Asana has shown weak cash profitability over the last year, giving the company limited opportunities to return capital to shareholders. Its free cash flow margin averaged 9.2%, subpar for a software business.

Asana’s free cash flow clocked in at $13.43 million in Q3, equivalent to a 6.7% margin. Its cash flow turned positive after being negative in the same quarter last year, but we wouldn’t put too much weight on the short term because investment needs can be seasonal, causing temporary swings. Long-term trends carry greater meaning.

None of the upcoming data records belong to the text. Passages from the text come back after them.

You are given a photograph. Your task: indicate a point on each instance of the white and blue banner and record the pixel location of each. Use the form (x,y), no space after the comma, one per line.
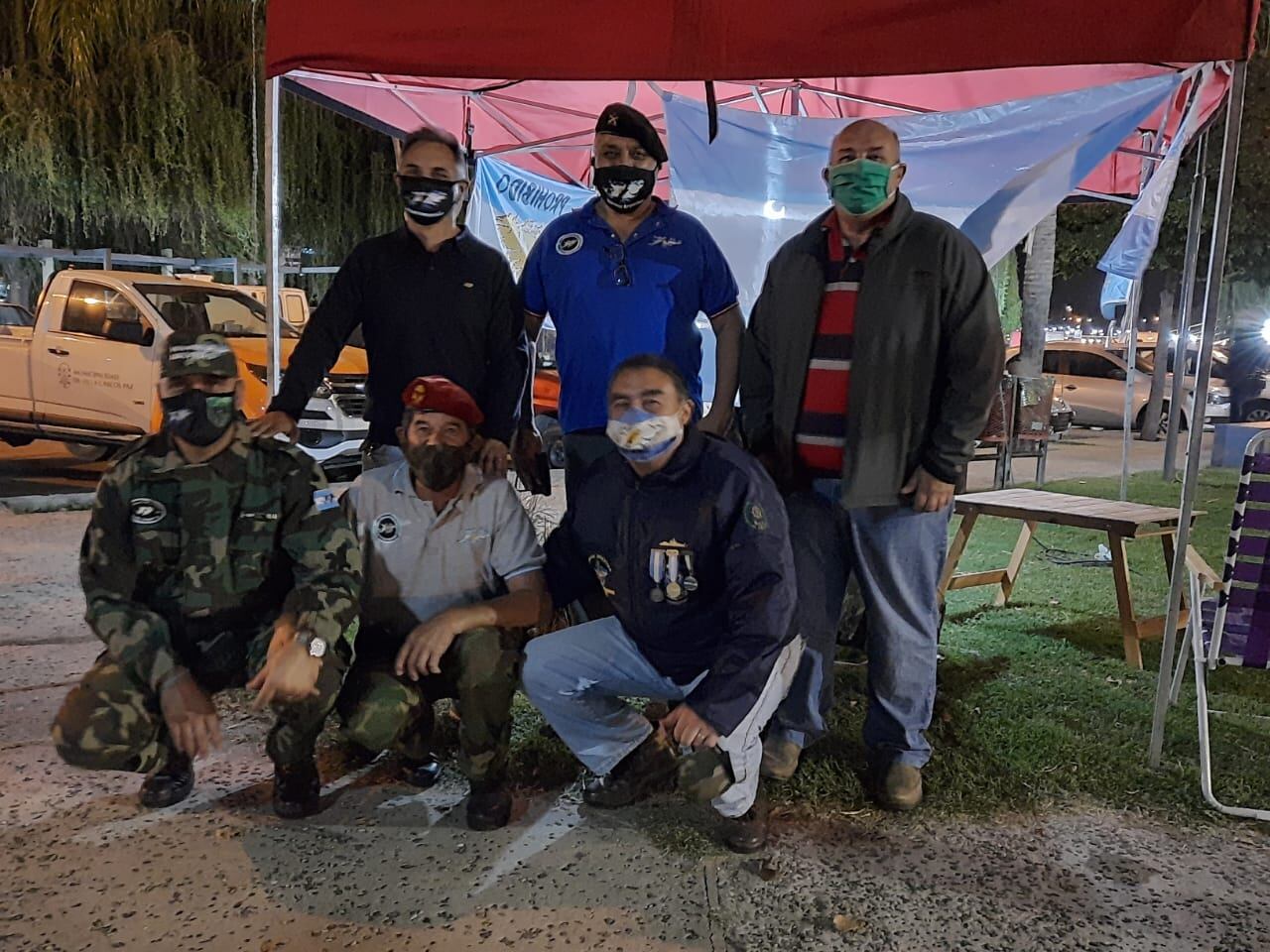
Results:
(509,207)
(1130,252)
(993,172)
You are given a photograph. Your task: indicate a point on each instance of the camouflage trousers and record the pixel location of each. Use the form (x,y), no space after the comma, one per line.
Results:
(480,670)
(112,720)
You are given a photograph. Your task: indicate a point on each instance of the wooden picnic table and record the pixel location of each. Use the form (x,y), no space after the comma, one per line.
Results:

Over the next year, analysts predict Asana’s cash conversion will improve. Their consensus estimates imply its free cash flow margin of 9.2% for the last 12 months will increase to 13.8%, it options for capital deployment (investments, share buybacks, etc.).
13. Balance Sheet Assessment
One of the best ways to mitigate bankruptcy risk is to hold more cash than debt.

Asana is a well-capitalized company with $463.6 million of cash and $250 million of debt on its balance sheet. This $213.7 million net cash position is 6.4% of its market cap and gives it the freedom to borrow money, return capital to shareholders, or invest in growth initiatives. Leverage is not an issue here.
14. Key Takeaways from Asana’s Q3 Results
We were impressed by Asana’s optimistic EPS guidance for next quarter, which blew past analysts’ expectations. We were also glad its full-year EPS guidance trumped Wall Street’s estimates. Overall, we think this was a decent quarter with some key metrics above expectations. The stock traded up 5% to $14.11 immediately following the results.
15. Is Now The Time To Buy Asana?
Updated: December 4, 2025 at 9:03 PM EST
Are you wondering whether to buy Asana or pass? We urge investors to not only consider the latest earnings results but also longer-term business quality and valuation as well.
Asana doesn’t pass our quality test. Although its revenue growth was strong over the last five years, it’s expected to deteriorate over the next 12 months and its operating margins reveal poor profitability compared to other software companies. And while the company’s admirable gross margin indicates excellent unit economics, the downside is its software has low switching costs and high turnover.
Asana’s price-to-sales ratio based on the next 12 months is 4.1x. This multiple tells us a lot of good news is priced in - we think there are better opportunities elsewhere.
Wall Street analysts have a consensus one-year price target of $15.76 on the company (compared to the current share price of $14.12).